Protein Folding and Modification

Proteins must fold into their correct threedimensional shape in order to function properly. The process of protein folding is complex and is influenced by many factors, including the sequence of amino acids, the presence of chaperone proteins, and the conditions in the surrounding environment. Once a protein has been synthesized, it may undergo further modifications to become fully functional [10]. These modifications can include the addition of phosphate.

Conclusion

Protein synthesis is a complex and intricate process that is essential to the growth, development, and maintenance of all living organisms. From the transcription of DNA to the translation of mRNA into protein, numerous cellular mechanisms work together to ensure the production of functional and efficient proteins.

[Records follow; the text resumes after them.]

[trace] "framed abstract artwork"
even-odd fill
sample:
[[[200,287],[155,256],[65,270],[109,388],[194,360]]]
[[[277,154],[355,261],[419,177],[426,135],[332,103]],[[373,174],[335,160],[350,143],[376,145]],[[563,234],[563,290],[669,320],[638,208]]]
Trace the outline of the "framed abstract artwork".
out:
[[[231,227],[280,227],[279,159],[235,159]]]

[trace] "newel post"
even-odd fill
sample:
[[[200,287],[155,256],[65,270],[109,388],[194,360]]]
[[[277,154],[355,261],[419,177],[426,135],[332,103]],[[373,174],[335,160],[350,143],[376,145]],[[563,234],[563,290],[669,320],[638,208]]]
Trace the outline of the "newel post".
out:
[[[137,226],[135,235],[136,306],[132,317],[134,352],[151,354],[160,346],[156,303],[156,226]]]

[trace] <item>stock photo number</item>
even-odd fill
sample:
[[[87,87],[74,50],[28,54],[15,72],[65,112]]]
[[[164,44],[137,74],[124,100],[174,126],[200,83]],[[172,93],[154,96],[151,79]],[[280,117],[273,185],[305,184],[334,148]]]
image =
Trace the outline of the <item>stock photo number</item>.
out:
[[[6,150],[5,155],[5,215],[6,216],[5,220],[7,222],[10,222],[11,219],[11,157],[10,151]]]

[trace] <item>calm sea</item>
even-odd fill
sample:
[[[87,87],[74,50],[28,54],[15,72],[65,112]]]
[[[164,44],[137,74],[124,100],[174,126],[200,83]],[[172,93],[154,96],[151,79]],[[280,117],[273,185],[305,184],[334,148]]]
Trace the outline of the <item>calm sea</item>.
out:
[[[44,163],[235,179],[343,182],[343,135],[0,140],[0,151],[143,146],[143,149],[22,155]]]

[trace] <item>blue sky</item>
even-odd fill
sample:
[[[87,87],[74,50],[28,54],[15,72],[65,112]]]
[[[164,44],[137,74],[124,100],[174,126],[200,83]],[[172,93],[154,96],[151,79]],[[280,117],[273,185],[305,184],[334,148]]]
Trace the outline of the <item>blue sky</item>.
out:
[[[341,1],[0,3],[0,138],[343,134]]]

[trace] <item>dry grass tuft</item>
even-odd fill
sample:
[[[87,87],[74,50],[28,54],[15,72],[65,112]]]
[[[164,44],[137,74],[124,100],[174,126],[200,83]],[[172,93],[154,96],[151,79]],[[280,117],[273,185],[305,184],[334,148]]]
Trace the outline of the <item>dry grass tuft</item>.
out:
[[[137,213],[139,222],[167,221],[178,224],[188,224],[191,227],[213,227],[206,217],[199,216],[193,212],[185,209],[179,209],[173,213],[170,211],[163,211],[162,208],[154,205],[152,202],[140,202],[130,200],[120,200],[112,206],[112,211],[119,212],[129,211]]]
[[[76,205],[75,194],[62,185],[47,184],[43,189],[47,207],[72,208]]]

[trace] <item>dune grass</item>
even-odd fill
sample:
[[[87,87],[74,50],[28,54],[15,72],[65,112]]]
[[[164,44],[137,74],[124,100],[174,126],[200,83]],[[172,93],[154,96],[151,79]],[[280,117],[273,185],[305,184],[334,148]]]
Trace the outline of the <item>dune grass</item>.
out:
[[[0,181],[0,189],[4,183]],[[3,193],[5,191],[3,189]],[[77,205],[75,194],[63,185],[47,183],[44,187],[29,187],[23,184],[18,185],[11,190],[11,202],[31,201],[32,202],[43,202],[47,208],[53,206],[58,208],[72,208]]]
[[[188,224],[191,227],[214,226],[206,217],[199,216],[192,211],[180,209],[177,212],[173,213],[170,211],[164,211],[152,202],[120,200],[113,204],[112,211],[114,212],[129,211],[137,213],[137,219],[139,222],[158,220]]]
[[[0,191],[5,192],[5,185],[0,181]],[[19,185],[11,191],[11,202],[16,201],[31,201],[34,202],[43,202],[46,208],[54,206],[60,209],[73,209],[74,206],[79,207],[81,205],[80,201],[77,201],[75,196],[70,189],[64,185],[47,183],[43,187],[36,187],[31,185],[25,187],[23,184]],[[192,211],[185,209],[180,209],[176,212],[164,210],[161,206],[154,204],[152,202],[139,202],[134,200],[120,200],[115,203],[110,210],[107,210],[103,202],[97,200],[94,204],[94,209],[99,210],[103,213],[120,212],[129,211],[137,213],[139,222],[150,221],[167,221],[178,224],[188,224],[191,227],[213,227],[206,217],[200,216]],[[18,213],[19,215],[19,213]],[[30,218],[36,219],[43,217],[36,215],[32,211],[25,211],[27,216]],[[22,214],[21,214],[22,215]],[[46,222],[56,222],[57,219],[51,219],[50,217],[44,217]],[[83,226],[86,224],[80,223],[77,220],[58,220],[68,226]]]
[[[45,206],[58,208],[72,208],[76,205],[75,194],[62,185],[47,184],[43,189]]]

The understanding of protein synthesis has come a long way since its discovery in the early 20th century. Scientists have made significant advancements in unravelling the molecular mechanisms involved in protein synthesis, such as the identification of different types of RNA molecules and the discovery of ribosomes as the site of protein synthesis. Protein synthesis plays a crucial role in many biological processes, including enzyme catalysis, cell signalling, and structural support. Defects or mutations in genes involved in protein synthesis can result in various diseases and disorders, such as cancer, cystic fibrosis, and Alzheimer’s disease. The regulation of protein synthesis is also critical for maintaining homeostasis and responding to changes in the environment. Cells can control protein synthesis through several mechanisms, including transcriptional and translational regulation, RNA processing, and protein degradation.

Furthermore, advances in genetic engineering have allowed for the manipulation of protein synthesis to produce novel proteins with unique properties for various applications in medicine, agriculture, and industry protein synthesis is a fundamental biological process that underlies many aspects of life. Its understanding has revolutionized biology and medicine and has the potential to further shape the future of science and technology.